Opinion article* published in The Conversation written by University of Newcastle Vice-Chancellor Professor Caroline McMillen*.

As the new government settles in, there has been heated speculation around major changes to the higher education system. Education minister Christopher Pyne’s comments to the media have raised questions across the sector about the Coalition’s vision for universities in Australia.

Universities will certainly welcome Pyne’s focus on building a more competitive international education market and reducing our regulatory burden. Government support for a concept of “earned autonomy” and an understanding that universities are prepared to be accountable for the quality of their programs and graduates would also be well-received.

However, of concern is the implication in Pyne’s statements that the demand-driven system of student funding, which has seen 190,000 more students enter our universities, is associated with a drop in quality.
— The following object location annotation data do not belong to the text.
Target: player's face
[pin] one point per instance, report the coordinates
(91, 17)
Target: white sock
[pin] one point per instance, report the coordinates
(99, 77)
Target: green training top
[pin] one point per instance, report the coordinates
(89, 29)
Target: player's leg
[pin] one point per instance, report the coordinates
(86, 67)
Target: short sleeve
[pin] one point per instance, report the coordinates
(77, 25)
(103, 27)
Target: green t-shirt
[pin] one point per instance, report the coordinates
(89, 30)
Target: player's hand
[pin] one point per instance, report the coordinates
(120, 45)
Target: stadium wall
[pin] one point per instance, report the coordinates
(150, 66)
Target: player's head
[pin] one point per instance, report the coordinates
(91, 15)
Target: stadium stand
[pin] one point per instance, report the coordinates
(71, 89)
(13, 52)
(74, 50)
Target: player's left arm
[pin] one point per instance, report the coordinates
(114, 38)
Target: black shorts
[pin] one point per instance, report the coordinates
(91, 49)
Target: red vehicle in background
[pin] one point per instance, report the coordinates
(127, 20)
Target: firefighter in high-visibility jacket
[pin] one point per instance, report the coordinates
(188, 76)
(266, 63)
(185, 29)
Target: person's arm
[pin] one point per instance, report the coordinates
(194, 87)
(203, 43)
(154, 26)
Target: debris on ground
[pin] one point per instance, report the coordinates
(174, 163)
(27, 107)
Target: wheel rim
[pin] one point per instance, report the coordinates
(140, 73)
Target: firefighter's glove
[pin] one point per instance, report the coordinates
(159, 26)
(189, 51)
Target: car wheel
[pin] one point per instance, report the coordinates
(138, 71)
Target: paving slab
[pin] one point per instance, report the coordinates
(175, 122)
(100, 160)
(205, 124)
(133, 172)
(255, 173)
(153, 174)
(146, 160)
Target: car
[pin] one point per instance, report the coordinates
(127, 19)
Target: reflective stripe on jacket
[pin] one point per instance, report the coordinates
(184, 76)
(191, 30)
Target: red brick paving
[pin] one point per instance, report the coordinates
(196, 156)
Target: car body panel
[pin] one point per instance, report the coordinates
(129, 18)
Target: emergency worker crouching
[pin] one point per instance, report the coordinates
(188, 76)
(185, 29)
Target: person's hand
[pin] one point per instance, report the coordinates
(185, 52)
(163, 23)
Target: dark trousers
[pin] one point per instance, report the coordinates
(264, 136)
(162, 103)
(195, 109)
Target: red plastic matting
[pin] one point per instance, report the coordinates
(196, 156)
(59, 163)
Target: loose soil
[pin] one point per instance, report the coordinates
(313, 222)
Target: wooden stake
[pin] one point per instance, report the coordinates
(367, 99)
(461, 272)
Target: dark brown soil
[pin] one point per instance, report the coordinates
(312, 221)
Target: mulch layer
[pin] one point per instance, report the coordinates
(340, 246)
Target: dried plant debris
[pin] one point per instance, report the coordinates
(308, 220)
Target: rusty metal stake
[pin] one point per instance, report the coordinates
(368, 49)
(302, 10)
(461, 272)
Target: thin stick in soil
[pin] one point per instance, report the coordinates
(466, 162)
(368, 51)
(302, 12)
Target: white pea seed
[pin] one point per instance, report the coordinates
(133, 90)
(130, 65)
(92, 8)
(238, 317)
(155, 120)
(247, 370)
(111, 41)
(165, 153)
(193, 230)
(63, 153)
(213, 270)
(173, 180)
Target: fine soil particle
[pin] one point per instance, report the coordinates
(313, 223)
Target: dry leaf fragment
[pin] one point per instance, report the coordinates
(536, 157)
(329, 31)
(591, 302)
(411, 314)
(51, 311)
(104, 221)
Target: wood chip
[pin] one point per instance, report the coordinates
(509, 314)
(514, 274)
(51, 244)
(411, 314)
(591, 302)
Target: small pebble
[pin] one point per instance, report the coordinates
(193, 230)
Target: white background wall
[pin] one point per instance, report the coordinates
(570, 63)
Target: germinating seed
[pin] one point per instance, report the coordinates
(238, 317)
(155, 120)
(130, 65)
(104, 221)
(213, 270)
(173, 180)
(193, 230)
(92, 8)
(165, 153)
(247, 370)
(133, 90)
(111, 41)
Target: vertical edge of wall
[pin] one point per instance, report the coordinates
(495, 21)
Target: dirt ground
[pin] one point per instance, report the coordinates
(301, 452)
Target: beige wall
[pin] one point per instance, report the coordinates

As the University of Newcastle’s Vice-Chancellor I know from experience that widening access to a greater number of students has not meant compromising on quality. The percentage of students from low socio-economic (SES) backgrounds enrolled at Newcastle is 26.3%, well above the national average of 16% – but our student retention rate is above 80%. Similarly, there is only a 0.3% difference in success rates between low SES students and those from other backgrounds – indicating that widening access has done nothing to diminish student success.

It is also worth noting that our student satisfaction scores with teaching, as measured by the Good Teaching Scale of the Australian Graduate Survey, have improved by 11% since 2011 – another signal that increasing participation and a high-quality student experience are not mutually exclusive.

What the Minister’s initial comments have prompted is the need to establish a shared understanding of what defines a quality university system – a system which can face the productivity and innovation challenges that Australia will face in this next decade.